Processo penale - Disposizioni sulla competenza penale del giudice di pace - Prevista connessione tra procedimenti di competenza del giudice di pace e quelli di competenza di altro giudice nella sola ipotesi di concorso formale di reati e non anche nel caso di reato continuato - Asserita irragionevolezza e disparità di trattamento tra imputati nonché lesione del principio di buon andamento della pubblica amministrazione - Questioni già dichiarate non fondate - Assenza di argomenti nuovi rispetto a quelli già scrutinati - Manifesta infondatezza.

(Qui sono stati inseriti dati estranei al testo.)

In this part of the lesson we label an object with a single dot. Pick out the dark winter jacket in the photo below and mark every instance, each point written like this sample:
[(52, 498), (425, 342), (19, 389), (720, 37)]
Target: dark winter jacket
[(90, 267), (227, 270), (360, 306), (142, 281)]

E' manifestamente infondata la questione di legittimità costituzionale dell'art. 6, comma 1, del decreto legislativo 28 agosto 2000, n. 274, sollevata in riferimento agli artt. 3 e 97 della Costituzione. La disposizione censurata non può ritenersi lesiva dell'art. 3 Cost. sotto il profilo della disparità di trattamento fra il soggetto che, imputato di più reati in continuazione, di competenza in parte del giudice di pace e in parte di altro giudice, sarebbe costretto ad affrontare processi separati davanti a giudici diversi, e l'imputato di più reati, egualmente esecutivi del medesimo disegno criminoso, ma di competenza in parte del tribunale e in parte della corte d'assise, cui sarebbe viceversa garantito - in base all'art. 12, comma 1, lettera b), del codice di procedura penale - il «diritto ad un unico giudizio». Infatti, la disposizione denunciata trova la sua ratio nelle peculiarità della giurisdizione penale del giudice di pace, che il favor separationis mira a preservare: giurisdizione che si esprime in un modulo processuale improntato a finalità di snellezza, semplificazione e rapidità, tali da renderlo non comparabile con il procedimento davanti al tribunale e da giustificare, comunque, sensibili deviazioni rispetto al modello ordinario. Quanto alla lesione dell'art. 97 Cost., il parametro evocato è inconferente, in quanto il principio di buon andamento dei pubblici uffici è riferibile all'amministrazione della giustizia solo per quanto attiene all'organizzazione e al funzionamento degli uffici giudiziari, ma non anche in rapporto all'attività giurisdizionale in senso stretto.
In relazione al principio del buon andamento riferito all'amministrazione della giustizia, v. citate sentenze n. 64/2009, n. 272/2009, n. 117/2007, e, con specifico riferimento alla disciplina della connessione nel processo civile, ordinanza n. 398/2000.